Post-Dwyane Era: Moving on to New Beginnings

Commentary8 years ago3 min readGiancarlo Navas

Last night was weird. Dwyane Wade wore a Chicago Bulls jersey and it was sad. But not sad like in the Faults in Our Stars kind of sense, but in an “I-saw-my-ex-out-in-public-and-they-didn’t-look-as-good-as-when-we-dated, but-you-still-wish-they-were-with-you-even-though-it-ended-kind-of-crappy” kind of way.

Mouthful aside, it felt almost cathartic to see Dwayne (ermm… Duane? Darren?) Dwyane play in another uniform. In a way, it delineates an end both the organization and fanbase needed. This is a transition point to the future as Miami moves into a much-needed youth movement.

He’s meant a lot to so people down here. When he finally left so many people were recounting what he did for them personally, how he made them fall in love with basketball. It was a personal connection to an athlete that many of us didn’t really know.

His relationship with Miami was different. He was a star that Miami saw grow, not just as a ball player but as a person. So much of Miami’s basketball fandom isn’t passed down by our fathers or mothers; it’s something that a generation of millennials took up on their own. A lot of our parents are immigrants from South America where basketball is an afterthought. Dwyane Wade is ours. We have aged and grown along with Wade. He was a part of people’s lives that made basketball their own.

And now he is gone—still wearing red and white but for a different city. It is indeed over, it’s something that Miami has to cope with. But tonight the new-look HEAT play their first game of the post-Wade era and the youth movement is real.
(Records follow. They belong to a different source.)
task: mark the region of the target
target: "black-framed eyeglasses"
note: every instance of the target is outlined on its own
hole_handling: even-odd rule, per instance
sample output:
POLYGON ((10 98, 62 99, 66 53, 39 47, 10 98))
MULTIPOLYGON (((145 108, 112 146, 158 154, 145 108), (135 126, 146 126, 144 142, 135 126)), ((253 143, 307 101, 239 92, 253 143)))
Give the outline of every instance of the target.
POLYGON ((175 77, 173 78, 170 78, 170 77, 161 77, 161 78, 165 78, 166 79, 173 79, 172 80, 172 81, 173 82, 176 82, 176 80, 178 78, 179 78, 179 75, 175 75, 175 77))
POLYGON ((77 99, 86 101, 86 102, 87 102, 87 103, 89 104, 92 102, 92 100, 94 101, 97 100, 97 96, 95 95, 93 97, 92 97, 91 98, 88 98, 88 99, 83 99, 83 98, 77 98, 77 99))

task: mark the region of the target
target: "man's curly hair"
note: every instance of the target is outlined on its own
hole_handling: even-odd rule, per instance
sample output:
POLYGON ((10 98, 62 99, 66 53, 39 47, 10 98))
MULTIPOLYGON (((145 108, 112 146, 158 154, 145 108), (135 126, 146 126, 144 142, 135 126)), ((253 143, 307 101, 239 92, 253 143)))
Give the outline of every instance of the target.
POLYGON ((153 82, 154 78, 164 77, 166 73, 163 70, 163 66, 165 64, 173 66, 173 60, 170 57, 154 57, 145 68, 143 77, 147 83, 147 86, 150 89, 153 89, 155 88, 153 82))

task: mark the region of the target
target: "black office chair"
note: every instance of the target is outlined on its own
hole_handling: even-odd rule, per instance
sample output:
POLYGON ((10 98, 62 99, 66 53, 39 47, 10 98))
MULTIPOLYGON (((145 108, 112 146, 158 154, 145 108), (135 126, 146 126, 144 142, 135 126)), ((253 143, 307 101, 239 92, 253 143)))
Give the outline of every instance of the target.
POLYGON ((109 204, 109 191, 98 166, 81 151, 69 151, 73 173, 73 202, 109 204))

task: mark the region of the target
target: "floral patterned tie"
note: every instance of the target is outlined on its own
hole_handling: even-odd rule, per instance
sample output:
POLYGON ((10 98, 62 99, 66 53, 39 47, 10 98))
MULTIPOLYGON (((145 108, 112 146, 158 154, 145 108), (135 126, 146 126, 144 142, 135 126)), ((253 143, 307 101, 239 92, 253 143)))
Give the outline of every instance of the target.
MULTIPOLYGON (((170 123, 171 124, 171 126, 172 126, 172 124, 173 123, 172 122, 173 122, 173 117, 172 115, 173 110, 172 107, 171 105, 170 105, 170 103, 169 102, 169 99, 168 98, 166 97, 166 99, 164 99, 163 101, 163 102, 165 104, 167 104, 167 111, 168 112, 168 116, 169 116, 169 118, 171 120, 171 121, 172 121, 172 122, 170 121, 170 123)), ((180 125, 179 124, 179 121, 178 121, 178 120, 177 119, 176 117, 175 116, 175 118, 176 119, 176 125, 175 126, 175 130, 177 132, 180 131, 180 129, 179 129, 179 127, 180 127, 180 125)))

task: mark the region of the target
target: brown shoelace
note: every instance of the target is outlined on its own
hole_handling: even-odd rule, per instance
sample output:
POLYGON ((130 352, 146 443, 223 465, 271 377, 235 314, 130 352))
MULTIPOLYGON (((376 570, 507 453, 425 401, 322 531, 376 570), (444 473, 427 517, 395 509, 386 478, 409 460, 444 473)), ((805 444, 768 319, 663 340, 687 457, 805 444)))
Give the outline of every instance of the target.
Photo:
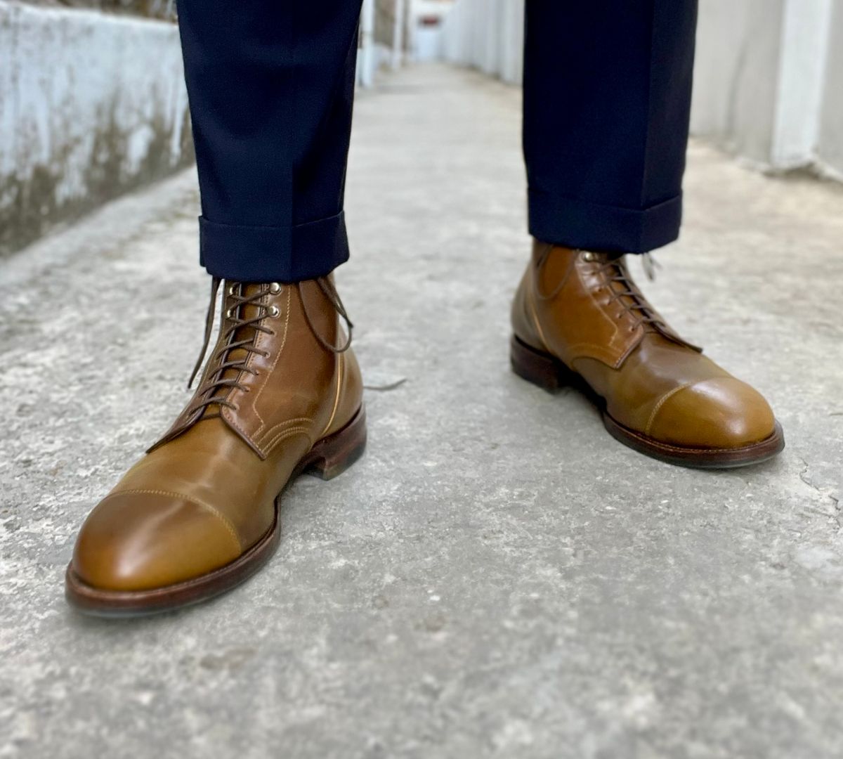
MULTIPOLYGON (((649 253, 644 254, 644 271, 647 277, 651 281, 655 278, 655 270, 658 265, 656 263, 649 253)), ((620 301, 623 310, 618 314, 618 319, 625 314, 633 314, 637 312, 636 320, 630 326, 630 330, 636 329, 641 325, 648 324, 654 327, 667 329, 667 325, 652 310, 652 306, 647 302, 643 293, 630 278, 629 272, 623 262, 621 256, 608 258, 598 269, 598 273, 604 277, 604 282, 609 289, 612 291, 612 297, 609 299, 609 303, 612 304, 620 301), (620 285, 620 288, 613 287, 614 283, 620 285), (629 299, 623 300, 621 299, 629 299)))
MULTIPOLYGON (((211 342, 211 336, 213 332, 214 315, 217 313, 217 294, 219 291, 221 281, 220 277, 214 277, 211 282, 211 302, 208 304, 207 316, 205 320, 205 339, 202 342, 199 359, 196 361, 196 366, 193 368, 193 372, 191 374, 191 379, 188 380, 188 389, 193 385, 193 380, 196 380, 196 375, 199 374, 211 342)), ((352 331, 354 328, 354 325, 352 324, 351 320, 348 318, 348 314, 333 283, 326 277, 319 277, 315 282, 331 305, 334 306, 336 312, 346 322, 348 330, 348 337, 345 344, 339 347, 329 343, 316 331, 308 313, 301 283, 296 283, 294 285, 287 285, 286 287, 296 287, 298 288, 304 319, 319 345, 325 350, 334 353, 344 353, 351 347, 352 331)), ((196 414, 197 412, 204 412, 206 408, 213 404, 237 410, 236 405, 228 401, 227 396, 232 390, 248 391, 248 388, 240 381, 240 379, 243 376, 243 372, 250 374, 257 374, 255 369, 248 365, 249 358, 253 353, 264 358, 269 356, 266 351, 257 347, 255 345, 255 342, 259 332, 264 332, 268 335, 274 334, 274 331, 266 326, 263 321, 267 316, 277 315, 277 308, 274 305, 267 305, 265 303, 261 303, 261 300, 270 293, 275 294, 279 292, 276 288, 280 287, 282 286, 277 283, 262 284, 250 295, 244 295, 242 283, 232 283, 228 290, 228 295, 232 299, 233 303, 226 311, 225 320, 223 326, 223 331, 219 339, 220 347, 217 353, 212 356, 209 362, 210 363, 217 363, 217 366, 205 378, 196 393, 196 402, 191 404, 187 410, 186 413, 188 417, 196 414), (255 315, 250 319, 244 319, 240 315, 246 306, 254 306, 256 310, 255 315), (246 330, 248 331, 249 328, 251 329, 247 337, 235 339, 238 332, 243 335, 243 332, 240 331, 246 330), (238 349, 244 351, 244 355, 236 359, 231 358, 231 353, 238 349), (228 369, 235 370, 237 372, 236 376, 225 377, 224 374, 228 369), (219 394, 220 390, 223 391, 222 394, 219 394)))

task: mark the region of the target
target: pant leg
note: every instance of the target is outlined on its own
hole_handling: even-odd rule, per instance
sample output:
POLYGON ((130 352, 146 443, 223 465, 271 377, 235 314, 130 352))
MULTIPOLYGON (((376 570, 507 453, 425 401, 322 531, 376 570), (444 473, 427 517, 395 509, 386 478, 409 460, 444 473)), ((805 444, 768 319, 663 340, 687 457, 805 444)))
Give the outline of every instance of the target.
POLYGON ((682 215, 696 0, 526 0, 530 234, 641 253, 682 215))
POLYGON ((361 0, 178 0, 212 274, 293 282, 348 258, 361 0))

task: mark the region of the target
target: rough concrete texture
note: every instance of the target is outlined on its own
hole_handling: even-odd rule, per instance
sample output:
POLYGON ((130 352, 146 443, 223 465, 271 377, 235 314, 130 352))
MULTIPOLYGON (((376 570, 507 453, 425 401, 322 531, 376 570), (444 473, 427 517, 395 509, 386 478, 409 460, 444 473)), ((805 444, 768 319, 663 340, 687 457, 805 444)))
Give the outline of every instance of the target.
POLYGON ((192 155, 175 24, 0 0, 0 256, 192 155))
POLYGON ((62 585, 83 518, 185 401, 192 173, 3 265, 0 756, 843 756, 843 193, 692 146, 646 289, 788 444, 669 466, 509 371, 518 99, 438 67, 360 97, 339 280, 370 447, 301 479, 275 559, 203 606, 98 621, 62 585))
Dion Waiters, Justise Winslow, Josh Richardson, Hassan Whiteside and Tyler Johnson are all players expected to be major contributors this season and all are 27 years old or younger.

Erik Spoelstra is going to finally have the young legs to play the up-tempo offense he has probably been dying to run. And while this HEAT team might not be up to the standard this franchise has set for itself; it has incited this feeling of excitement, curiosity and even optimism.

This team is probably not going to win over fringe basketball fans or usher in a new generation of HEAT fans like the Big 3 did, or the early Wade years. But it’s going to be a loveable underdog with no expectations. No storylines of LeBron James leaving and how they will bounce back with two other all-stars. No conference finals expectations with the acquisition of Goran Dragic and the return of Chris Bosh.

For other fanbases, this actually might be kind of boring. But for people that have been following this team for a while? Sounds like hella’ fun. Just young basketball, something this franchise hasn’t seen in quite some time.

And while Wade’s absence still stings, and I wish he was back, this is part of what comes in the sports circle of life. Nothing is forever and situations change fluidly. So just as quickly as Miami lost its stars, it may have new ones already in wait. It’s time to move on, as painful and as hard as it may be.

The HEAT make their preseason debut against the Washington Wizards tonight at 7 p.m. at the Verizon Center, and will be broadcast on Sun Sports.